Para o pesquisador, é importante entender o que leva as pessoas a escolherem o empreendedorismo como uma opção melhor. “Não dá pra achar que apenas um modelo é liberal e o outro não, muitas vezes, os dois modelos representam precarização”, opina o presidente do Instituto Locomotiva.

A categoria dos motoboys por aplicativos

O motoboy Nicolas Santos, morador de Juiz de Fora, começou a trabalhar com aplicativos em 2019 como motorista da Uber, mas fez a opção por trabalhar com moto devido a pandemia. “Nossa categoria tem muita resiliência e força”, pontua. 

Santos falou sobre o controle exercido pelas plataformas aos mais de 370 mil trabalhadores ligados diretamente à plataforma Ifood. “Nos dois últimos anos, estão implementando esse controle, a autonomia é inexistente. Não tenho mais a possibilidade de colocar o meu preço no meu trabalho como era antes da plataforma. A subordinação é escancarada.”, afirma o motoboy da Aliança Nacional dos Entregadores por Aplicativos, a Anea. 

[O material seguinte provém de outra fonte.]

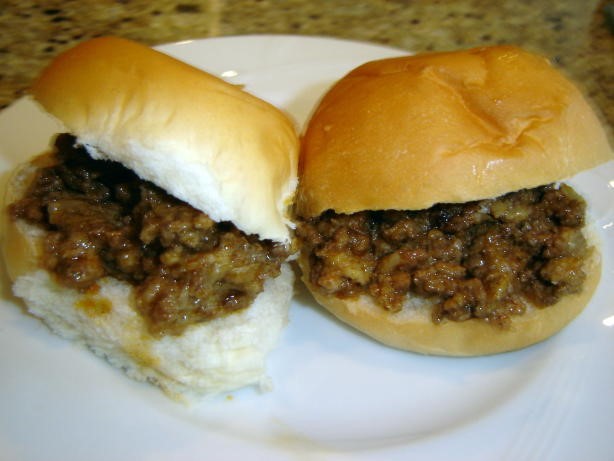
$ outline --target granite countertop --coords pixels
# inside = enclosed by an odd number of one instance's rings
[[[612,0],[5,0],[0,30],[0,108],[57,53],[94,36],[155,45],[284,33],[416,52],[518,44],[557,63],[614,126]]]

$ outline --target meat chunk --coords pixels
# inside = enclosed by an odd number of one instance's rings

Nicolas Santos alertou que o Supremo Tribunal Federal deve promover uma audiência pública para debater “estranhamente” se os motoboys são considerados trabalhadores ou parceiros das plataformas. “Caso haja o entendimento de que não somos trabalhadores, perdemos um instrumento importante que é a Justiça do Trabalho”, lamenta. 

Questões trabalhistas no campo

Militante petista, produtora de café do Espírito Santo, Mônica Bufon destacou que “o debate do mundo do trabalho não é só urbano”. Dentre as principais questões, a agricultora cita o êxodo rural que, somente nos últimos 10 anos, tirou mais de 1,4 milhões de jovens do campo. 

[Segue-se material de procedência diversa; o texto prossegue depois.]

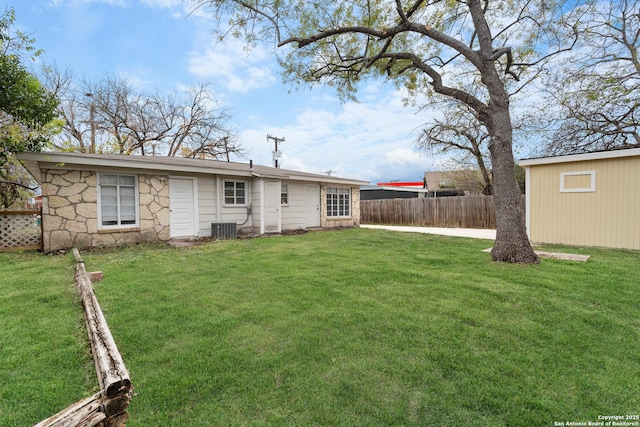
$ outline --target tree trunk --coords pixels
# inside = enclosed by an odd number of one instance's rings
[[[496,241],[491,251],[494,261],[537,263],[531,248],[522,197],[515,175],[513,134],[509,104],[491,112],[491,163],[493,165],[493,199],[496,206]]]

“Os últimos dois governos tiveram um impacto muito grande para o trabalhador rural”, lembra Bufon. Outro ponto considerado importante são as questões climáticas que, segundo a trabalhadora, interferem diretamente no bem viver e nas condições de produção da agricultura familiar. 

Formalização e defesa das conquistas

O estudioso do assunto, presidente do Conselho Nacional do SESI, Fausto Augusto Junior, aponta que “temos uma tendência de usar as ferramentas teóricas do século XX para analisar a realidade do século XXI”. Fausto fez o comparativo de que a realidade dos números do mundo do trabalho (informalidade, autônomos, empregadores, taxa de desemprego) pouco mudou nos últimos 10 anos. E destacou que, apesar disso, é preciso que seja feita uma interpretação com cautela. 

Mesmo com a forte presença do tema do empreendedorismo, “a maior parte das pessoas que estão trabalhando hoje são trabalhadores formalizados, a temperatura do debate da escala 6×1 nas redes mostrou isso”, diz Fausto. “Não tem sentido fazer oposição entre o formal e o informal, nós somos classe trabalhadora. Nosso desafio é trazer melhoria de qualidade de vida para os trabalhadores em geral”, pontua o pesquisador. 

Para Fausto, “nós continuamos fazendo o debate individual, os bolsonaristas dialogam com a família”. Segundo ele, programas como o BPC (Benefício de Prestação Continuada) e o Bolsa Família são importantes para a renda da família e é importante que o tema seja defendido com esse viés; “é uma disputa coletiva”, diz.